Sequencing analysis pipeline and QC analysis

Sequence filtering and peptide analysis were performed using an in-house pipeline written in Python and are available for download ( A number of quality filters were applied to the paired-end reads from the.fastq files (Figure S1). First, one of the reads from each pair (forward or reverse) was compared to one of three 8 bp seed sequences within the forward primer region to orient the sequence. The multiple seeds allowed for sequencing errors to be tolerated at this initial stage without discarding the read. Second, a perfect match of nucleotides between the sense and antisense reads was required within the variable coding region. This highly stringent quality filter should reduce sequencing errors within the library to 0.01%, assuming a 1% error rate per sequence57. Finally, a base pair quality score of at least 5 out of 40 was required from each position within variable coding region. Stop codons were evaluated (see Results) but removed from subsequent analyses. Because the FUSE55 (and FUSE67) phage display system places a displayed peptide on all PIII proteins, a stop codon within the library should abrogate PIII production and prevent phage assembly. As a result, any occurrence of stop codons in the library is likely due to sequencing errors, although occasional ribosome read-through cannot be excluded. All paired-end sequences that passed the above quality filters were translated into corresponding peptides and the occurrence of each unique peptide was recorded. Biases in amino acid content between the random 6 amino acid peptide library and VWF73(P3-P3′) are shown in Table S7.

Generated.fastq files have been deposited to the NCBI Sequence Read Archive (project accession number #PRJNA356764) found at The project encompasses 3 sets of paired-end high throughput sequencing.fastq files used in our pipelines: #SRR5097080, #SRR5097081, #SRR5097082.

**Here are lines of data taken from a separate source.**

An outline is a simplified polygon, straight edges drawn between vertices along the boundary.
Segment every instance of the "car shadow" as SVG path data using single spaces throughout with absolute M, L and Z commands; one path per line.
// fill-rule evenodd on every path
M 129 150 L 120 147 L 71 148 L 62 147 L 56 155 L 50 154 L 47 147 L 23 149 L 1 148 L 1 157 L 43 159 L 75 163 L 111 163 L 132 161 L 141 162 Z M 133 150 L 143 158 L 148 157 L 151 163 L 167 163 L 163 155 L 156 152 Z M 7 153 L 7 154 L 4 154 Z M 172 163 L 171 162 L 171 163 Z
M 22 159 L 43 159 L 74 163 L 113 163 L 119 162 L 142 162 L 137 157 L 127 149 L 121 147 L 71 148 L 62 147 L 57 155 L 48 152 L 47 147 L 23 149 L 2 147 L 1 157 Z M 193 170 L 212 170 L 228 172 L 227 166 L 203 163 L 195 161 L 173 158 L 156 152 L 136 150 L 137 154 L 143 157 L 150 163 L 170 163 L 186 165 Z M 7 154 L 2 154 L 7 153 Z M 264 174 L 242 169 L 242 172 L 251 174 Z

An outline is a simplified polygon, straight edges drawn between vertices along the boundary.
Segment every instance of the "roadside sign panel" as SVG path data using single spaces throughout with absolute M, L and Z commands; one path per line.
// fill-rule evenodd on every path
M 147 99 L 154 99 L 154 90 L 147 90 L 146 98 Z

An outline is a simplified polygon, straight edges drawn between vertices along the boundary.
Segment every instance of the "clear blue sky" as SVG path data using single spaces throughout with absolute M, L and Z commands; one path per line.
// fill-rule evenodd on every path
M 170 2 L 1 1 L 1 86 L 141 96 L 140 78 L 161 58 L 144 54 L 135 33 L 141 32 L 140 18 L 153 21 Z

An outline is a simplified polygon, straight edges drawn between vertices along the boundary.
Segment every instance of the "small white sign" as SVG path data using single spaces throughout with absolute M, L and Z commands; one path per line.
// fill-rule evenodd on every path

Motif definition and determination

Peptides containing a minimum of 4 reads combined in selected and unselected controls were analyzed. Enrichment and depletion of peptides was assessed using the DESEQ. 2 software package58, which estimated variance-mean dependence in peptide counts from selected and unselected phage and tested for differential expression using a negative binomial distribution. Peptides with Benjamini-Hochberg59 adjusted p-values (pFDR) < 0.05 were considered significant for both enrichment and depletion. All significantly enriched and depleted peptides from the selections are available as supplemental files. Amino acid frequency plots and heatmaps were created using the iceLogo package60, where the ratio of amino acid frequencies in the enriched peptides was compared to depleted peptides. In the case of thrombin, all peptides containing a single Arg were aligned and centered around Arg to assess the amino acid dependency in this context.